Por otro lado, como ya dije más arriba, el blanco y negro se adapta muy bien al contraste, y a contraluz, es la situación en la que la luz puede presentar más contrastes. También tendrás algunas partes de la imagen completamente sobreexpuestas (blancas), y otras subexpuestas (negras). ¡Y lo que te he aconsejado aquí es que lo asumas por completo, es decir, que lo aproveches! Esto puede dar como resultado efectos muy interesantes. Es una luz que te permitirá valorizar las texturas, los reflejos, las sombras. Además, el blanco y negro realzará la imagen al eliminar las distracciones que pueda provocar el color.

En el momento del disparo, no dudes en “quemar” algunas zonas. No hay problema si el cielo queda todo blanco. Expón tu sujeto, es decir, consigue que no quede ni demasiado claro ni demasiado oscuro, y deja que la cámara haga el resto. Algunos trucos:

  • Si tienes el sol de cara, intenta excluirlo de la imagen. Escóndelo tras una pared, un edificio, un árbol, un transeúnte o una sandalia (ups, entrada equivocada 😛 ). Esto permite aprovechar las ventajas dejando de lado los inconvenientes.
  • Al revés, puedes optar por incluirlo y crear destellos, esos reflejos que normalmente evitamos, pero que pueden reforzar esa sensación de un sol enorme. (Personalmente a mí no me gusta mucho este efecto, pero puede resultar agradable si es voluntario, buscado, y tiene algún sentido).
  • Piensa bien la orientación de la luz. Es fuerte y ocupa un lugar importante en tu imagen. Prueba con luces que incidan sobre los sujetos por los laterales. Esto también puede funcionar.
  • Fíjate en cómo se comportan las sombras y considera incluirlas en la imagen, o incluso tomarlas como tu sujeto principal, más que como objeto.
  • Presta atención a los reflejos de la luz en las diversas texturas: una pintura envejecida en la pared, reflejos en unos adoquines, charcos formados por la última lluvia, etc. ¡Puede ayudar realmente a sacar el máximo partido a la luz!

Portland, Oregón: fotografiar a contraluz puede funcionar muy bien especialmente en fotos de calle (Prioridad a la apertura: F/4, 1/250, ISO 160)

Portland, Oregón (Prioridad a la apertura: f/1.7, 1/2500, ISO 160)

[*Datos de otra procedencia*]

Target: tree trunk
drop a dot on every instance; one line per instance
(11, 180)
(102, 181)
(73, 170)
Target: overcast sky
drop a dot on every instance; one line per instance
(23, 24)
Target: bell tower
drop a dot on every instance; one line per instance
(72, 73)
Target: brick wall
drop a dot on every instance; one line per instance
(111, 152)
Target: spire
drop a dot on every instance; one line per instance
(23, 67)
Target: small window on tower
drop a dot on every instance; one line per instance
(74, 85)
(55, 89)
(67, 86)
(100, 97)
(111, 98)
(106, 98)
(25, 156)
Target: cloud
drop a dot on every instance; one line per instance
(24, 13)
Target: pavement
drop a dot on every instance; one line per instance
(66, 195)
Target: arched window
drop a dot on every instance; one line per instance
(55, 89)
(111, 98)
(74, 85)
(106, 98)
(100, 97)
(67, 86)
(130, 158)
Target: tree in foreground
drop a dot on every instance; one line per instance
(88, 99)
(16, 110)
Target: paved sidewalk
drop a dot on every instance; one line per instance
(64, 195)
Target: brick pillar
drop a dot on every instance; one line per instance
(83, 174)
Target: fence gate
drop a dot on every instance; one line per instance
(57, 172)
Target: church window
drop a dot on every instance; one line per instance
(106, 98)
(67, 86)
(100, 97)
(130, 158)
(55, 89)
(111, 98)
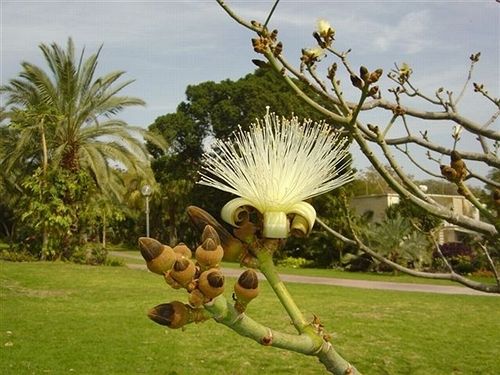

(Prioridad a la apertura + corrección de exposición +1: f/8, 1/60, ISO 500)

Esto es todo, espero que la próxima vez que la luz no te guste, no te quejes, no digas “buf, la luz es malísima hoy, no se puede hacer nada“. En lugar de eso, piensa en probar otra cosa: ¡el blanco y negro! 😉 ¿Y tú, qué haces cuando no te gusta la luz?